Y, enseguida, su niño empezó a moverse en su vientre y ella habló con él y le dijo que sería muy sano y hermoso y que traería Luz a todos los hombres.

Cuando estaba ya a punto de llegar el invierno, ella ya estaba muy pesada y pensó que alguien debería ayudarla, sintió miedo y lloró.
Hacía meses que se metía en una cueva, se sentía bien allí, hablaba con su madre que apenas conoció y con su abuela que la había criado y ayudado con sabios consejos...

Y el día 20 de diciembre, como por arte de magia, Heriberto apareció.

-Vengo a ayudarte en el nacimiento de tu hijo
-Pero eres ciego, no podrás
-Confía en mí, todo saldrá bien. No te he dicho que tu hijo también hará grandes milagros.

Ella prefirió parirlo en la cueva. Llevaron velas y varias mantas y almohadas, ropita para cubrirlo...

-No te preocupes -dijo el caballero- no tendrás dolor, él viene para sanar no para herir

Así fue. Heriberto lo recogió, lo limpió y lo cubrió y Arlinda lo puso a su pecho. Toda la cueva se había llenado de luz y lo primero que se oyó fue la voz del caballero:

-Puedo ver, puedo ver y tenía razón porque eres la mujer más hermosa que pueda haber en la Tierra.

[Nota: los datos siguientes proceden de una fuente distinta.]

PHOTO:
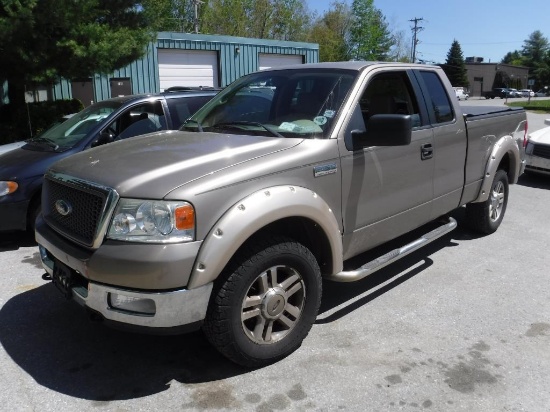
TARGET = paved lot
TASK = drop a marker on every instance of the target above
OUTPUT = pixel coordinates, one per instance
(462, 325)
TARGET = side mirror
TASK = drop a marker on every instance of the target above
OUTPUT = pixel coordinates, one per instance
(384, 130)
(104, 137)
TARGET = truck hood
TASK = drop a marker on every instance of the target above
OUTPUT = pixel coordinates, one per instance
(153, 165)
(541, 136)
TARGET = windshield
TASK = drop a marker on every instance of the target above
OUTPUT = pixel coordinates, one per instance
(73, 130)
(283, 103)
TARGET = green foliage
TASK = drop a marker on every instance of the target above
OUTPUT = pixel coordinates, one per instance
(43, 40)
(369, 35)
(534, 104)
(331, 32)
(455, 66)
(263, 19)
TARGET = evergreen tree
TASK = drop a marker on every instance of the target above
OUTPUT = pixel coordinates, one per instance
(42, 40)
(455, 67)
(370, 36)
(332, 32)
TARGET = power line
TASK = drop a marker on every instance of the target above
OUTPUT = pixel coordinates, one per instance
(416, 29)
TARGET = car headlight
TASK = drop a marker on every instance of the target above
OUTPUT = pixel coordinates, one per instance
(7, 187)
(155, 221)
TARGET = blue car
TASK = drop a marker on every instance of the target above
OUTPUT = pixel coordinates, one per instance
(22, 169)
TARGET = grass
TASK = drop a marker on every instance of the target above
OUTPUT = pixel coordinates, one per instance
(535, 104)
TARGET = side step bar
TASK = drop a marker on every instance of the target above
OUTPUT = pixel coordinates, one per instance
(396, 254)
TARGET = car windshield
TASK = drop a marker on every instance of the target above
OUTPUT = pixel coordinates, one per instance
(281, 103)
(72, 131)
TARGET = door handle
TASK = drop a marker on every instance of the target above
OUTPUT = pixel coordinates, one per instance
(426, 151)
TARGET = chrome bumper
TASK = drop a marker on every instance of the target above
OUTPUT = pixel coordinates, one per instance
(143, 309)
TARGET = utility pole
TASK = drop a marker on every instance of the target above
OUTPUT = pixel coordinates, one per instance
(196, 21)
(416, 29)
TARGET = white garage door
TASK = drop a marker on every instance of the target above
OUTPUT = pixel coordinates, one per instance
(276, 60)
(187, 68)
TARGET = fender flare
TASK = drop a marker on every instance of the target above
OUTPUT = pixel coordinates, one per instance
(254, 212)
(506, 144)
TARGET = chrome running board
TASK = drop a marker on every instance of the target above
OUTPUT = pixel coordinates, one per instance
(396, 254)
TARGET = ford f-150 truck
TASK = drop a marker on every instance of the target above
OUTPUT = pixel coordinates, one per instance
(232, 222)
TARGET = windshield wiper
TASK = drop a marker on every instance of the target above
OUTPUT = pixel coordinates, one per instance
(49, 142)
(199, 126)
(246, 123)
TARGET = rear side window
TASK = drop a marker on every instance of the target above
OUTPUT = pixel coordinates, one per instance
(441, 105)
(182, 109)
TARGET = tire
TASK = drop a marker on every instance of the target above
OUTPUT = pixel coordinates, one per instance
(264, 304)
(486, 217)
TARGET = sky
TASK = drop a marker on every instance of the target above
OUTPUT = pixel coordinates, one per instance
(483, 28)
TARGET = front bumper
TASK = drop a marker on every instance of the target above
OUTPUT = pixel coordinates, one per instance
(154, 311)
(537, 164)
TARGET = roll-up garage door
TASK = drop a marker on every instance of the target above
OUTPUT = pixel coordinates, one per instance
(276, 60)
(187, 68)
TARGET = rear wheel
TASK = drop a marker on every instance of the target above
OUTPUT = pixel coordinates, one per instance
(486, 217)
(265, 303)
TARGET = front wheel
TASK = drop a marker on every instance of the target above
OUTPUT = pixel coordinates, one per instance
(265, 303)
(486, 217)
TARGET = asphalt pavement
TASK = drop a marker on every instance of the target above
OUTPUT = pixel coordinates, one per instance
(460, 325)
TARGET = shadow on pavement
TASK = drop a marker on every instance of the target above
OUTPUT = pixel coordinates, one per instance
(16, 240)
(52, 340)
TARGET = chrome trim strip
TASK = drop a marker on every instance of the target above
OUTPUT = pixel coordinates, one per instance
(396, 254)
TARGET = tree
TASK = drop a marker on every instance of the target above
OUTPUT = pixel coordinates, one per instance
(455, 67)
(370, 36)
(263, 19)
(170, 15)
(332, 32)
(42, 40)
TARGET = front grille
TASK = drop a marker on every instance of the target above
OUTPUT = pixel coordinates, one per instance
(541, 150)
(74, 208)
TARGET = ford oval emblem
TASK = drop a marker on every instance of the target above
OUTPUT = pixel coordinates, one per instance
(63, 207)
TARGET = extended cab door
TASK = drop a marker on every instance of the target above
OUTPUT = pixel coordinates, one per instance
(450, 140)
(386, 191)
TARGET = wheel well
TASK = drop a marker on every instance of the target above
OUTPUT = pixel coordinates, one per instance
(306, 232)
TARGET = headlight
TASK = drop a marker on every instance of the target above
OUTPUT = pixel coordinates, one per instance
(155, 221)
(8, 187)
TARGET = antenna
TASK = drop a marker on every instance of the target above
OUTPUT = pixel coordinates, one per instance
(416, 29)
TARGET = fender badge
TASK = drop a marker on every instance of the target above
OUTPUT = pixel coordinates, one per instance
(63, 207)
(323, 170)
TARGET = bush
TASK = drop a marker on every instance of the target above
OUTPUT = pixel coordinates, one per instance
(534, 104)
(41, 114)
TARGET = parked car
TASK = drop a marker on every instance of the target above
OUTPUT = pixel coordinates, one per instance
(527, 93)
(10, 146)
(22, 169)
(514, 93)
(461, 94)
(499, 92)
(537, 152)
(231, 222)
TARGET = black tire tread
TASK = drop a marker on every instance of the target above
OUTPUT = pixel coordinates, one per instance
(217, 323)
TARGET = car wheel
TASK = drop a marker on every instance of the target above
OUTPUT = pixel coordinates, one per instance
(264, 304)
(485, 217)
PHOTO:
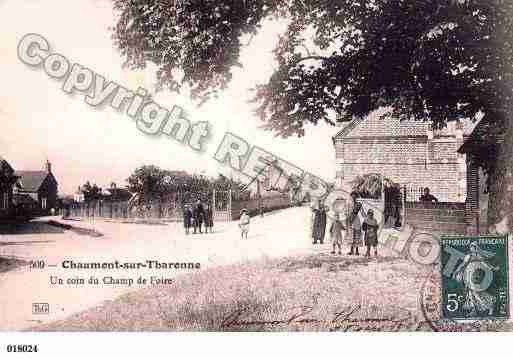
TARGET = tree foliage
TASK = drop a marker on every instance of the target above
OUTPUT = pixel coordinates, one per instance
(438, 60)
(152, 182)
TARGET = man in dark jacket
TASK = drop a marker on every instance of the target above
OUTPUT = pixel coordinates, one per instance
(199, 216)
(319, 223)
(187, 218)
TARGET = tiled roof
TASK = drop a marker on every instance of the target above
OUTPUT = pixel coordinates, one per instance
(31, 180)
(4, 165)
(382, 124)
(23, 198)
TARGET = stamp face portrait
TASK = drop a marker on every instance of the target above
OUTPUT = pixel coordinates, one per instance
(475, 277)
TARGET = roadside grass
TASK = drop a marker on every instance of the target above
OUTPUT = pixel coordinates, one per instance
(317, 292)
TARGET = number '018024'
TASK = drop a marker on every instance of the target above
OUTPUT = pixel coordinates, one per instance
(22, 348)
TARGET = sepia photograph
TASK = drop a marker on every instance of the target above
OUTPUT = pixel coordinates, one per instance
(255, 166)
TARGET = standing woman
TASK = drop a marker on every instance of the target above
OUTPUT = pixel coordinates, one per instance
(187, 219)
(209, 219)
(319, 223)
(370, 227)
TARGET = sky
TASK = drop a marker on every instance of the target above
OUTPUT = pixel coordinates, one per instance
(38, 121)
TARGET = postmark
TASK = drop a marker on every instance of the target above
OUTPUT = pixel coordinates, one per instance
(474, 277)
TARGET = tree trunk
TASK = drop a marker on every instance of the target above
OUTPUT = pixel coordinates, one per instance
(500, 203)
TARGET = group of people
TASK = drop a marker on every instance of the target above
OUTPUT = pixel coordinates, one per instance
(350, 226)
(198, 216)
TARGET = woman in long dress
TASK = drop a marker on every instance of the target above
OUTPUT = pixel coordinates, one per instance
(319, 223)
(354, 225)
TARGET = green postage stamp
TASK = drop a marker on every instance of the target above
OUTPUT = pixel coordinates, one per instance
(475, 277)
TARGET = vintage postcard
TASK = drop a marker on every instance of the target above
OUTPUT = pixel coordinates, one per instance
(255, 166)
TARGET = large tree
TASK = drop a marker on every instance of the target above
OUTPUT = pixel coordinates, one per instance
(437, 60)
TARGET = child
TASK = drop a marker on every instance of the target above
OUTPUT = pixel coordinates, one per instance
(337, 231)
(187, 218)
(209, 219)
(370, 227)
(244, 224)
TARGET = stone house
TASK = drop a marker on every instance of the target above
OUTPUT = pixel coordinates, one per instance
(37, 191)
(413, 155)
(7, 181)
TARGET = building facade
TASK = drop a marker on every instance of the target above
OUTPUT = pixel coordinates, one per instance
(406, 152)
(7, 182)
(37, 191)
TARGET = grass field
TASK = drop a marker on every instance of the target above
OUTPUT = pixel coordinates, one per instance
(317, 292)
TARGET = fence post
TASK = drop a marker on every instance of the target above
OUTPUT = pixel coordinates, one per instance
(404, 207)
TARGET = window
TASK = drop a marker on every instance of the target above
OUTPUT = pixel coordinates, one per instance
(4, 200)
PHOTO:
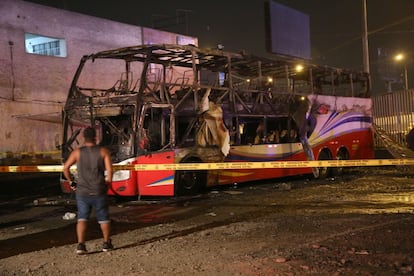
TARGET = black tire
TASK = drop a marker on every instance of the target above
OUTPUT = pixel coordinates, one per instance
(190, 182)
(339, 171)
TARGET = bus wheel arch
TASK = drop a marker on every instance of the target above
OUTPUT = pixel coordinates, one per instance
(190, 182)
(324, 154)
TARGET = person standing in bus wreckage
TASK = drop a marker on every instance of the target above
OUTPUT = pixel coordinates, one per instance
(91, 187)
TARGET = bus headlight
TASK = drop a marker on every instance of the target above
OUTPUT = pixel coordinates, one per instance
(121, 175)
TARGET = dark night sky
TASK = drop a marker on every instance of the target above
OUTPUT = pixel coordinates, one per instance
(239, 25)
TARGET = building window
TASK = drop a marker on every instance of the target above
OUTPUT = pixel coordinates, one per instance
(44, 45)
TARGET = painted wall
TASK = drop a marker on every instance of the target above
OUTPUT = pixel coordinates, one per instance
(33, 88)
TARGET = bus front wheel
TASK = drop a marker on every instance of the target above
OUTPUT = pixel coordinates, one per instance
(190, 182)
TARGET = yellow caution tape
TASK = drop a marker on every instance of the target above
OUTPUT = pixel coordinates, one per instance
(227, 165)
(31, 153)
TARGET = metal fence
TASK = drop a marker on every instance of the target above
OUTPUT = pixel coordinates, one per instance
(394, 113)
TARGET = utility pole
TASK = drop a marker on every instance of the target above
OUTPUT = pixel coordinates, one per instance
(365, 51)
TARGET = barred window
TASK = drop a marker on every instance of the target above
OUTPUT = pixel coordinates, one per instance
(43, 45)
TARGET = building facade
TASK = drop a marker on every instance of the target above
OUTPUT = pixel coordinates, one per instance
(40, 49)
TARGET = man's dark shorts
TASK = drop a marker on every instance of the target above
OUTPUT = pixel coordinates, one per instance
(98, 203)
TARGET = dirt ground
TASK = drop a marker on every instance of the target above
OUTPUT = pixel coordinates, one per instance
(358, 224)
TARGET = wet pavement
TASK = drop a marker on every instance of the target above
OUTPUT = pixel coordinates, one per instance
(33, 220)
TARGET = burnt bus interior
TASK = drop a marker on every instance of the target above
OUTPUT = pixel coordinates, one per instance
(150, 97)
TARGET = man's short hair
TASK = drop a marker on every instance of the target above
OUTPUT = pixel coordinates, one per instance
(89, 134)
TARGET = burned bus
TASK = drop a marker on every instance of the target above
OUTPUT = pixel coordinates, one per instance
(166, 104)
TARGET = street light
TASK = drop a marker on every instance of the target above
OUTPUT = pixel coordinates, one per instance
(400, 58)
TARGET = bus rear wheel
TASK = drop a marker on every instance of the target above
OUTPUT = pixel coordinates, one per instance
(190, 182)
(338, 171)
(324, 172)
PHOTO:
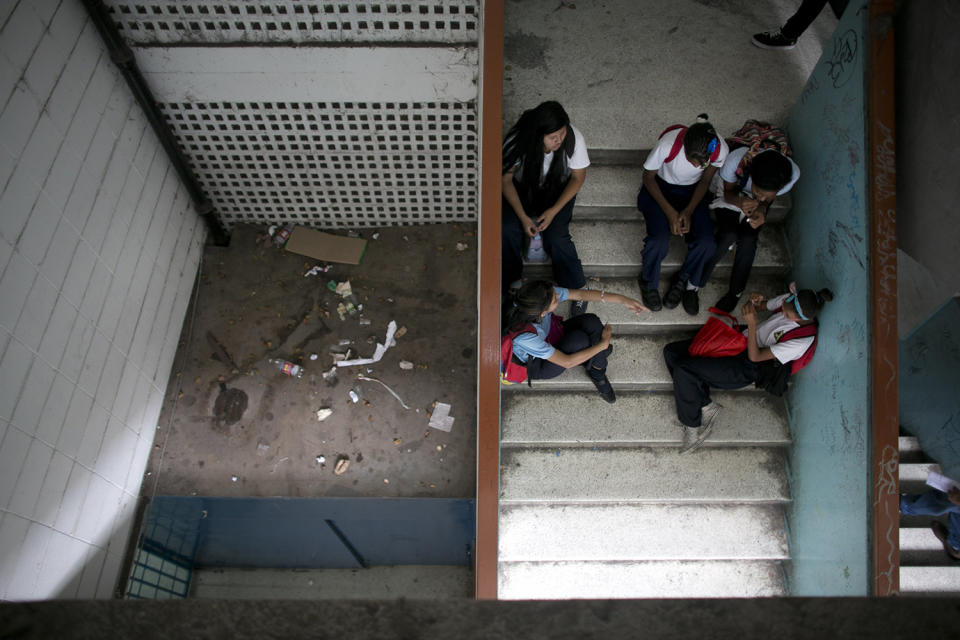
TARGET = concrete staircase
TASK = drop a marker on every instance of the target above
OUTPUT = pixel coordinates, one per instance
(925, 570)
(596, 500)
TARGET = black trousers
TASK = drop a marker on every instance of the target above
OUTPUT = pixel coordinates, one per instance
(806, 13)
(567, 270)
(694, 377)
(579, 333)
(731, 230)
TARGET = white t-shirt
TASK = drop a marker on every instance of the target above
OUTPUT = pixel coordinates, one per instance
(728, 173)
(579, 159)
(526, 345)
(678, 171)
(771, 329)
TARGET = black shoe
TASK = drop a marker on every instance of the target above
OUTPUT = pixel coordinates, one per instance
(650, 296)
(605, 388)
(727, 303)
(691, 301)
(675, 294)
(773, 40)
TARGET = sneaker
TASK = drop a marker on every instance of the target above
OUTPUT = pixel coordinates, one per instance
(691, 301)
(727, 303)
(694, 437)
(773, 40)
(941, 531)
(649, 295)
(675, 294)
(605, 388)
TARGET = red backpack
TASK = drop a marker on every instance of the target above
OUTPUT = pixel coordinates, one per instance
(802, 331)
(678, 143)
(512, 371)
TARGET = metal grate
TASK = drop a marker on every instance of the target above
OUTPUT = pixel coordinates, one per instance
(293, 21)
(332, 164)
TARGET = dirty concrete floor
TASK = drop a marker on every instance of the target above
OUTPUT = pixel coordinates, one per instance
(254, 303)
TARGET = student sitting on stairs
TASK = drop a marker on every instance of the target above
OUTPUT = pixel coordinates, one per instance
(557, 346)
(768, 361)
(676, 177)
(544, 165)
(745, 187)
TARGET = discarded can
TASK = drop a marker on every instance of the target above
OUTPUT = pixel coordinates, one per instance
(287, 367)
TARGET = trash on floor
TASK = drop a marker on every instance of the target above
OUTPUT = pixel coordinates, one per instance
(392, 392)
(378, 352)
(441, 418)
(317, 270)
(330, 377)
(326, 246)
(286, 367)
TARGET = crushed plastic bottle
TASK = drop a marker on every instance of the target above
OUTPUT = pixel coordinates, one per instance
(536, 252)
(287, 367)
(280, 235)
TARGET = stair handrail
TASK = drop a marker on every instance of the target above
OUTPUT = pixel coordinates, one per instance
(488, 302)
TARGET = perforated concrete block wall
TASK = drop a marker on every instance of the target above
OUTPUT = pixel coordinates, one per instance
(99, 248)
(357, 114)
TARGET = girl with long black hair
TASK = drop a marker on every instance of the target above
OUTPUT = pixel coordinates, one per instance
(544, 165)
(554, 347)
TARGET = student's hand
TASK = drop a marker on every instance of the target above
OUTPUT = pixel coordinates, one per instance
(529, 226)
(545, 219)
(634, 305)
(756, 218)
(954, 495)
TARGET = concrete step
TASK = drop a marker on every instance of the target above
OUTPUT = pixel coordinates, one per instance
(654, 579)
(583, 419)
(919, 547)
(910, 450)
(636, 364)
(610, 193)
(913, 476)
(937, 582)
(625, 321)
(641, 532)
(612, 249)
(643, 475)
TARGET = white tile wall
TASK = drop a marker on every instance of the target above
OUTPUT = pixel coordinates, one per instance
(99, 248)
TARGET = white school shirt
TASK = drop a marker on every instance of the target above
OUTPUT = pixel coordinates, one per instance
(770, 330)
(678, 171)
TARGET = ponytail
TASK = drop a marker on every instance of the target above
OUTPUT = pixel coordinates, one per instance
(524, 305)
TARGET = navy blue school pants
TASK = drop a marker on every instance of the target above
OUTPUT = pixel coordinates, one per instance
(693, 377)
(567, 270)
(579, 333)
(700, 242)
(731, 230)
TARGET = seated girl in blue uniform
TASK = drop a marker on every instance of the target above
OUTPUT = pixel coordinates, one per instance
(556, 346)
(773, 346)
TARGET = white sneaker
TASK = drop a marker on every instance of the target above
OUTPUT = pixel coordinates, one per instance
(693, 439)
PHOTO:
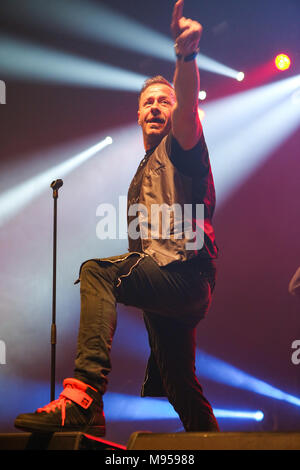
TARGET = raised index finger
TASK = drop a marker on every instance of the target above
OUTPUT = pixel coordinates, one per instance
(177, 13)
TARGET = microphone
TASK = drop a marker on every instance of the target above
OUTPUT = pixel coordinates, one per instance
(56, 184)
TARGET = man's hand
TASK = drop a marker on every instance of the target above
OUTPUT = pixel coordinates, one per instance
(186, 32)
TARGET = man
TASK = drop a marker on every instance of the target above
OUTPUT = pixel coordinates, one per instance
(169, 281)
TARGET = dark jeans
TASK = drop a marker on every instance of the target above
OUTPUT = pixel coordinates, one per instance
(173, 299)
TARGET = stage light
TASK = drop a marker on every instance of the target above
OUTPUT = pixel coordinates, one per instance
(222, 372)
(15, 199)
(267, 112)
(201, 114)
(104, 25)
(240, 76)
(282, 62)
(25, 60)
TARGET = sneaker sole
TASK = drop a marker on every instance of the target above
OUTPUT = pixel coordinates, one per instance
(97, 431)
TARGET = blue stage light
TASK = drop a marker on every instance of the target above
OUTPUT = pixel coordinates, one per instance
(16, 198)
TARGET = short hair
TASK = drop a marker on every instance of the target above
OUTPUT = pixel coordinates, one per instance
(153, 81)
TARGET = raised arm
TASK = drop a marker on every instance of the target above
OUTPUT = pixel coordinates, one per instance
(186, 125)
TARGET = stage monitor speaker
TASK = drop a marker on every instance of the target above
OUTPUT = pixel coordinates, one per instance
(215, 441)
(55, 441)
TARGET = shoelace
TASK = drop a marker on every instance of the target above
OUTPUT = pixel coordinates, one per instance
(60, 403)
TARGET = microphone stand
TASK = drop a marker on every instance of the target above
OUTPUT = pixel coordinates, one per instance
(55, 185)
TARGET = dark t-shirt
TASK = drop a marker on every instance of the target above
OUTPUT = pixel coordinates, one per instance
(193, 163)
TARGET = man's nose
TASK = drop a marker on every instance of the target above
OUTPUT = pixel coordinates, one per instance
(155, 108)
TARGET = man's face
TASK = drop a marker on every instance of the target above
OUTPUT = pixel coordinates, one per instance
(154, 114)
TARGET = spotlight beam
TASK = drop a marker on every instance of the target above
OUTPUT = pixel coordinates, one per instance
(15, 199)
(267, 113)
(26, 60)
(219, 371)
(102, 24)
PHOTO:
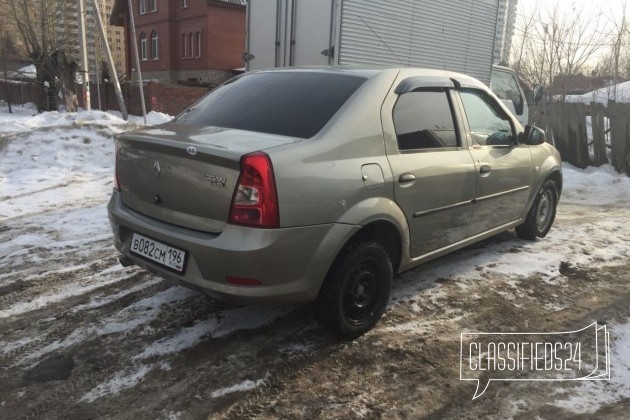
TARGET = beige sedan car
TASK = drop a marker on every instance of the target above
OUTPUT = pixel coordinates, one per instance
(318, 185)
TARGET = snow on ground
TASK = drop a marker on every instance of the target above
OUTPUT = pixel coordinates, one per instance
(603, 95)
(56, 177)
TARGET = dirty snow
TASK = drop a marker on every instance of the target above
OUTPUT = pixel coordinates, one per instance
(604, 94)
(246, 385)
(591, 395)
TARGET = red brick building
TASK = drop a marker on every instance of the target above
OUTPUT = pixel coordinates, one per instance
(185, 41)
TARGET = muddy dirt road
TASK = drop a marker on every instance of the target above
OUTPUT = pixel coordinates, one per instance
(82, 337)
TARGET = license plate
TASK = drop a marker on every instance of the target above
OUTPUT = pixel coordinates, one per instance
(163, 254)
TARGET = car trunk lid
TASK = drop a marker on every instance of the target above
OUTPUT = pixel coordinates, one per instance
(185, 175)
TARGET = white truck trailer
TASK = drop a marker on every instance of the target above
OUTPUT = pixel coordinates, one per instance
(457, 35)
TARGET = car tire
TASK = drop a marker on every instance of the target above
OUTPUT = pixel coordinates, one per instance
(542, 213)
(356, 290)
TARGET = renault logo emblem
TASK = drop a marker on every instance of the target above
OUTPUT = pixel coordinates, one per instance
(156, 169)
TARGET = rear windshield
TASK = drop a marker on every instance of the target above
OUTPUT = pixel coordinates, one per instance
(296, 104)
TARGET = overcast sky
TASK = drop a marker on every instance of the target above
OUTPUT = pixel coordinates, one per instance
(611, 10)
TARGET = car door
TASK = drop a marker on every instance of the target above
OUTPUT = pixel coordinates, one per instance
(434, 176)
(504, 168)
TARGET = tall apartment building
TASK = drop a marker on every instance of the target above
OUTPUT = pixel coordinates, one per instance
(68, 32)
(506, 21)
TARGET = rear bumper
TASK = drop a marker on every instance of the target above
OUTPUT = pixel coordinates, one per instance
(291, 263)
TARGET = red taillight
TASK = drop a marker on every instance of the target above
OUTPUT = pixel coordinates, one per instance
(255, 201)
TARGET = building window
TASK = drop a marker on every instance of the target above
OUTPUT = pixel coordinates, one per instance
(198, 44)
(143, 46)
(155, 45)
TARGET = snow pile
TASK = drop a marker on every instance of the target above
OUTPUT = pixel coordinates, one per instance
(603, 95)
(601, 186)
(53, 159)
(592, 395)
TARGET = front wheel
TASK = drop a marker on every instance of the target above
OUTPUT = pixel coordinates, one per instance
(356, 291)
(542, 213)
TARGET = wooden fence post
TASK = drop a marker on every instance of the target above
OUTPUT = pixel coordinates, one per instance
(599, 134)
(580, 139)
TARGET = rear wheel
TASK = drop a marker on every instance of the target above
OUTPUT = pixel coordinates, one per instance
(542, 213)
(356, 291)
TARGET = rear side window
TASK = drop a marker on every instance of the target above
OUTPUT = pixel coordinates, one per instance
(296, 104)
(424, 120)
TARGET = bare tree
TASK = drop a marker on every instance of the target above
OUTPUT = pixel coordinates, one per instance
(36, 27)
(5, 46)
(553, 43)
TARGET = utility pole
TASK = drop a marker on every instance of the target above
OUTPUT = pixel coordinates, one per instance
(134, 43)
(110, 61)
(86, 74)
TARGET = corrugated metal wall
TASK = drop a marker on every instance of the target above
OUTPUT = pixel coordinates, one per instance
(453, 35)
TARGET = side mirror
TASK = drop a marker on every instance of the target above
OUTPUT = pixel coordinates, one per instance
(538, 93)
(533, 136)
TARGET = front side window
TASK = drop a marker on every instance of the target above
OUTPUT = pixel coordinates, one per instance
(424, 120)
(504, 85)
(143, 46)
(296, 104)
(155, 45)
(488, 125)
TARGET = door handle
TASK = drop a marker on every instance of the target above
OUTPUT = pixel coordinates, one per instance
(404, 178)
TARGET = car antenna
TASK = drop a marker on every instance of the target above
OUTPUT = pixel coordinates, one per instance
(382, 41)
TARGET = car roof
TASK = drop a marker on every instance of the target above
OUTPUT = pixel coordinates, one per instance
(367, 72)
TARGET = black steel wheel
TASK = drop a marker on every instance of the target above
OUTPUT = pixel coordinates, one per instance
(356, 291)
(542, 213)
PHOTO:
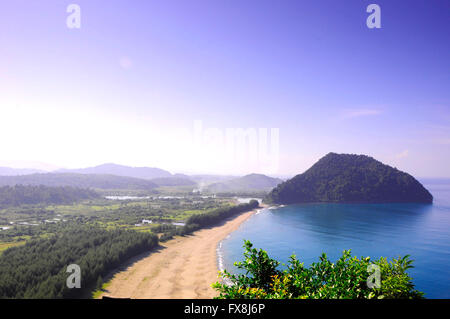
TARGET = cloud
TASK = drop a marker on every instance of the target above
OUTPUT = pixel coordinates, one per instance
(354, 113)
(403, 154)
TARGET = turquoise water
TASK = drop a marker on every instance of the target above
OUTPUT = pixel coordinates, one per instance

Arlinda no contestó porque estaba viendo que aquella luz que el niño desprendía estaba formando una espiral que se iba agrandando cada vez mas y en ella estaba viendo las escenas de lo que, desde ahora, sería su vida, la de su hijo y la del caballero que los acompañaría protegiéndolos hasta tierras muy lejanas dónde nadie los conocía pero en la que serían muy felices hasta que el niño llegara a su edad adulta.

Luego todos los animalitos con sus crías entraron en la cueva y después llegó una estrella y le dijo a Arlinda que pronto vendrían unos reyes desde muy lejos y luego comenzó a nevar y cada copo fue como una bendición.